Total Obedience as a Spiritual Posture
The pledge "we will do all that you tell us" finds its deepest theological home in the concept of obedience as a theological virtue. St. Ignatius of Loyola, drawing on the Maccabean and monastic traditions, described perfect obedience as "the mortification of one's own judgment in submission to one's superior." The Church Fathers, particularly St. John Chrysostom (Homilies on Romans, Homily 23), saw in Israel's covenantal pledges to human leaders a preparation for and type of the soul's total surrender to God.
Christ as the True Battle-Fighter
The First Vatican Council and the liturgical tradition both affirm Christ as Rex et Dominus, King and Lord, who has conquered sin and death. Simon fighting Israel's earthly battles is a shadow; Christ's Paschal Mystery is the substance. Pope Pius XI in Quas Primas (1925), establishing the Feast of Christ the King, drew on precisely this OT warrior-king tradition: Israel's anointed leaders point forward to Christ's universal and eternal kingship.
Contemporary Catholics often struggle with the tension between personal autonomy and obedience — to the Church, to pastors, to legitimate civil authority, or to God's will as discerned in prayer. The people's pledge in verse 9 is a counter-cultural model. They do not negotiate the terms; they do not insist on veto power.
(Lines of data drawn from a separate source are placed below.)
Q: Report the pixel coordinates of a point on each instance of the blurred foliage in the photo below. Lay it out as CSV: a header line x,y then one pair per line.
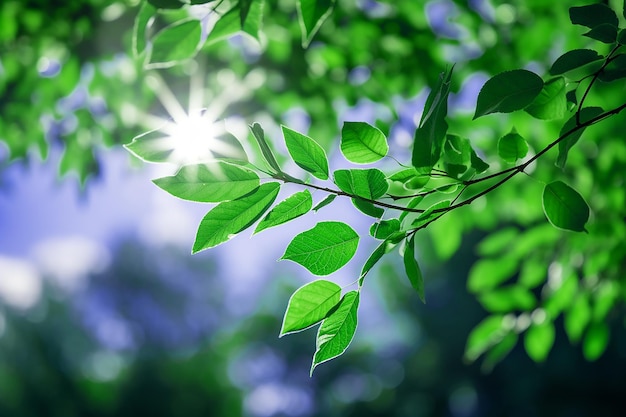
x,y
78,86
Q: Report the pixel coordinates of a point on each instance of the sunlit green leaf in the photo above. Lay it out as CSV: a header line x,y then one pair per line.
x,y
539,339
293,207
574,59
311,15
175,43
227,219
507,92
512,147
568,142
337,330
323,249
551,103
564,207
210,183
432,129
412,268
309,305
306,153
362,143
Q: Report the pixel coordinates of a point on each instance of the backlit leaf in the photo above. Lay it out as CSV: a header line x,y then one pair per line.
x,y
306,153
175,43
227,219
311,16
568,142
564,207
323,249
337,330
507,92
210,183
309,305
362,143
295,206
512,147
412,268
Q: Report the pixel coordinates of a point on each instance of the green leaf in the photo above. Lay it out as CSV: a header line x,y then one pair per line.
x,y
412,268
309,305
295,206
486,274
507,299
259,135
323,249
512,147
551,103
564,207
431,132
604,33
362,143
486,334
538,340
227,219
146,12
175,43
507,92
430,214
209,183
238,19
329,199
384,228
596,340
311,16
593,15
574,59
568,142
367,183
337,330
385,247
306,153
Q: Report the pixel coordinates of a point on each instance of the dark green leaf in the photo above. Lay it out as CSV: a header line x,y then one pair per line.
x,y
596,340
385,247
539,339
306,153
593,15
384,228
329,199
311,15
431,132
309,305
507,92
564,207
367,183
362,143
604,33
551,103
259,135
175,43
512,147
574,59
412,268
146,12
210,183
568,142
295,206
227,219
486,334
323,249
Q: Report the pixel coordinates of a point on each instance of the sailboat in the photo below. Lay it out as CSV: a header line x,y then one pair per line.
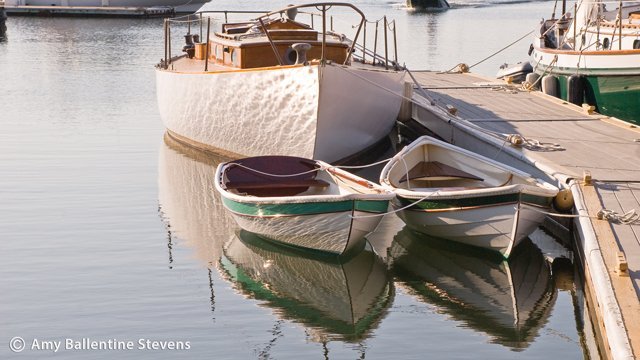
x,y
593,56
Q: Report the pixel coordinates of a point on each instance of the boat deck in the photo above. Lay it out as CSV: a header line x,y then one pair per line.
x,y
566,142
92,11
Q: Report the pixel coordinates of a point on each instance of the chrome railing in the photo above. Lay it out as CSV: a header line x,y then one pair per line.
x,y
359,50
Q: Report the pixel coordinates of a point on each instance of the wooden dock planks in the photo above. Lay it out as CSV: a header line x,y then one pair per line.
x,y
607,148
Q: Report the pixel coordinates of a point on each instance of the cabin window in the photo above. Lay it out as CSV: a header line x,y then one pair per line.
x,y
234,57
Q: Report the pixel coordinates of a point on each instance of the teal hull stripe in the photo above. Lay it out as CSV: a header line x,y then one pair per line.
x,y
375,206
477,201
613,95
304,208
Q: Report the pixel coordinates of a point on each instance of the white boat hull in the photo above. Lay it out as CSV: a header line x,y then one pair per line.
x,y
325,113
500,228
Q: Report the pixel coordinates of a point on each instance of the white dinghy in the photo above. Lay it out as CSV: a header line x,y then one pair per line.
x,y
301,202
451,193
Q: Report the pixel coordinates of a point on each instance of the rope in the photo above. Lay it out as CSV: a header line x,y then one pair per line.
x,y
321,168
514,139
361,166
501,50
531,87
532,144
464,68
396,210
631,217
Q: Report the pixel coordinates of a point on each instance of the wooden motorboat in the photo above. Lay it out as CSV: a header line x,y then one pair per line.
x,y
301,202
451,193
341,299
275,85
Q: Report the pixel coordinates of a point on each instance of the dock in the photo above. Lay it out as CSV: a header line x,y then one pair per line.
x,y
90,11
595,158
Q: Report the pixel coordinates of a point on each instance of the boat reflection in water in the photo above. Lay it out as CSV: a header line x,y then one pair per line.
x,y
509,300
191,209
334,298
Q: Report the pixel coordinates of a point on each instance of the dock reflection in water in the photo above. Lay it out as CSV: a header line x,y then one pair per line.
x,y
334,299
508,300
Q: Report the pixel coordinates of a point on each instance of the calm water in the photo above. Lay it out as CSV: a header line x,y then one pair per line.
x,y
109,232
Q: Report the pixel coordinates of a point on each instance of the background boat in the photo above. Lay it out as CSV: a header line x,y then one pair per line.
x,y
592,58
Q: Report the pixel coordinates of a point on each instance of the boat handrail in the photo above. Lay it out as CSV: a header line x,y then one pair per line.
x,y
377,59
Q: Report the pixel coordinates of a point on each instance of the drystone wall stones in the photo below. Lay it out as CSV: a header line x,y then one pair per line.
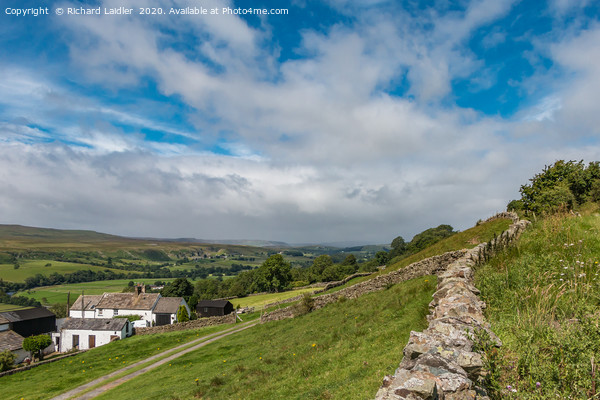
x,y
429,266
439,363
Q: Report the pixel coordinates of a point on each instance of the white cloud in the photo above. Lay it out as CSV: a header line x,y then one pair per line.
x,y
320,153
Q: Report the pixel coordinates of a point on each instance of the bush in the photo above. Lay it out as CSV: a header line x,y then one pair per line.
x,y
306,305
7,359
35,344
182,315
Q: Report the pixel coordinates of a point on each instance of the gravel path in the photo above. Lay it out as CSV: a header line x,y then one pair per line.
x,y
72,394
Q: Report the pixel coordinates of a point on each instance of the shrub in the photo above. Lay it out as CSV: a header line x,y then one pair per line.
x,y
306,305
7,359
182,315
35,344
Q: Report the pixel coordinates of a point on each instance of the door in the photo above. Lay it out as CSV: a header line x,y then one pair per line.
x,y
163,319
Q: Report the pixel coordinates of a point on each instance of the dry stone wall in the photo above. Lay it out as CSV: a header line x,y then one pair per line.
x,y
439,363
429,266
182,326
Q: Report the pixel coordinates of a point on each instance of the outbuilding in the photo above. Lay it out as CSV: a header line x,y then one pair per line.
x,y
213,308
165,312
30,321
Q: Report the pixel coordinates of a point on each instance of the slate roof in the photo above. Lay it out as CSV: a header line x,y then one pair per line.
x,y
168,305
11,341
212,303
95,324
27,314
91,301
128,301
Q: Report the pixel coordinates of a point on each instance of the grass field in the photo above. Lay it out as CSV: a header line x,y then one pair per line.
x,y
58,293
49,380
262,299
341,351
32,267
462,240
11,307
543,302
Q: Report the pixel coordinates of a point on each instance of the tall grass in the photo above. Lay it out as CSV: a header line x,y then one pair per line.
x,y
543,302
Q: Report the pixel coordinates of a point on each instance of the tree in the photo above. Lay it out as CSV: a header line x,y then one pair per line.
x,y
399,247
59,309
7,359
429,236
273,275
382,257
35,344
315,272
349,260
182,314
547,191
180,287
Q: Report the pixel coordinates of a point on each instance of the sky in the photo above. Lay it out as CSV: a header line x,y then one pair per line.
x,y
319,122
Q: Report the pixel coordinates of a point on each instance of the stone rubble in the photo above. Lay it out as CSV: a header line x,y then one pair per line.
x,y
439,363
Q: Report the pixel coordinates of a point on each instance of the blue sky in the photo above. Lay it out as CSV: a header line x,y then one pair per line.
x,y
340,121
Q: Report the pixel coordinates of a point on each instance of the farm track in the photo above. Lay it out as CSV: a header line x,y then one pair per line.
x,y
186,348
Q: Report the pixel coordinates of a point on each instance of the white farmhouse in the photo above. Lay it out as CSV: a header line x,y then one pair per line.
x,y
165,312
84,334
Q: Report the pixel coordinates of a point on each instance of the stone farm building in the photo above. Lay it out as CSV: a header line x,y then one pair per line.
x,y
19,324
212,308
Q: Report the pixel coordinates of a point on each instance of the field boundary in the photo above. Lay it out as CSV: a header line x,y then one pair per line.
x,y
441,362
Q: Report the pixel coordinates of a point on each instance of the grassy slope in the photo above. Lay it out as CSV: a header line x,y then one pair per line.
x,y
462,240
262,299
58,293
32,267
543,302
341,352
356,343
50,380
11,307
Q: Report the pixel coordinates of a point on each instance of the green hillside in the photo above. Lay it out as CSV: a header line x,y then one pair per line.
x,y
341,351
544,304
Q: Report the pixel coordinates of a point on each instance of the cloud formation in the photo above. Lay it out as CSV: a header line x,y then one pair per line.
x,y
180,126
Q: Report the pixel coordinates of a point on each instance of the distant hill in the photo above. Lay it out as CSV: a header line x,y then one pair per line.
x,y
240,242
19,232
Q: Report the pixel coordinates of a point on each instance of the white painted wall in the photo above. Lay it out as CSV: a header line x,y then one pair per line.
x,y
77,313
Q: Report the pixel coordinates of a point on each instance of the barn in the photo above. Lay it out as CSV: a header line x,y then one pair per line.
x,y
31,321
213,308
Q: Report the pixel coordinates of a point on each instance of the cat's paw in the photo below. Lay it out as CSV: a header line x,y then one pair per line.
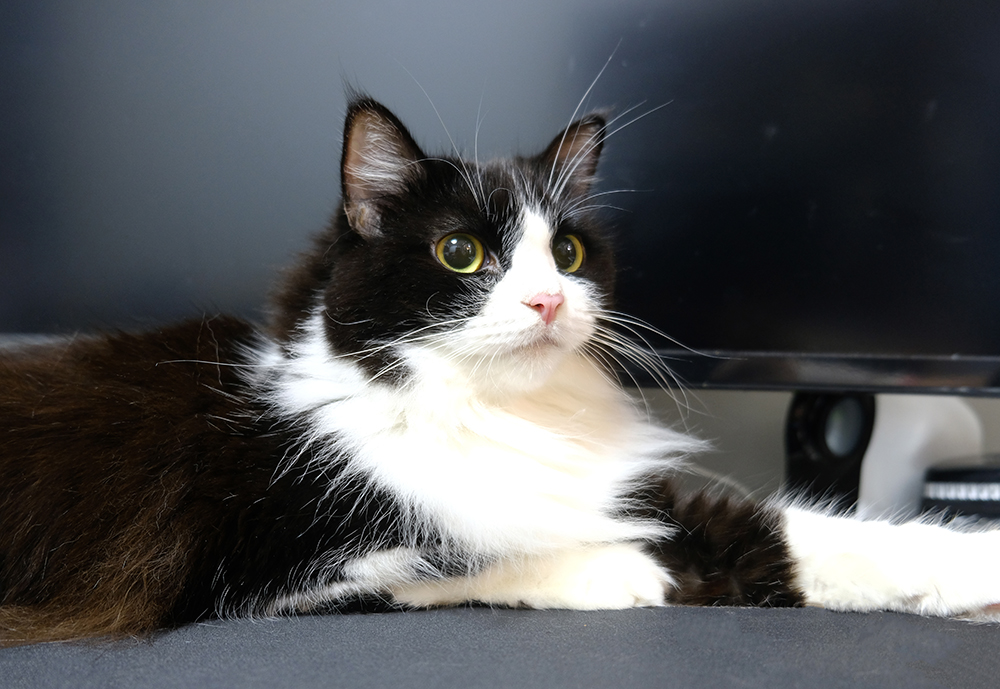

They recognize Simon's leadership as providential and surrender their agenda to his.
For Catholics today, this invites a concrete examination: In what areas of your spiritual life are you still withholding the "all" from God — fighting your own battles on your own terms, rather than entrusting the outcome to Christ? In the sacrament of Confession, in fidelity to Church teaching on difficult moral questions, in daily prayer ("Your will be done") — the pledge of verse 9 asks whether our discipleship is partial or total.
For those in leadership — parents, pastors, catechists, lay leaders — Simon's example is equally challenging: the people will only pledge "all" when they trust that the leader is genuinely fighting their battles, not his own.
The Assembly as Type of the Church
The collective voice of "we" in verse 9 is also significant. Israel does not send individual representatives to pledge allegiance — the whole assembly speaks as one body. This corporate dimension prefigures the Church's self-understanding as the People of God (LG 9), who together acknowledge Christ as Head and together pledge fidelity. The unity of the pledge ("we will do all") is an icon of the ecclesial unity the Church is called to embody.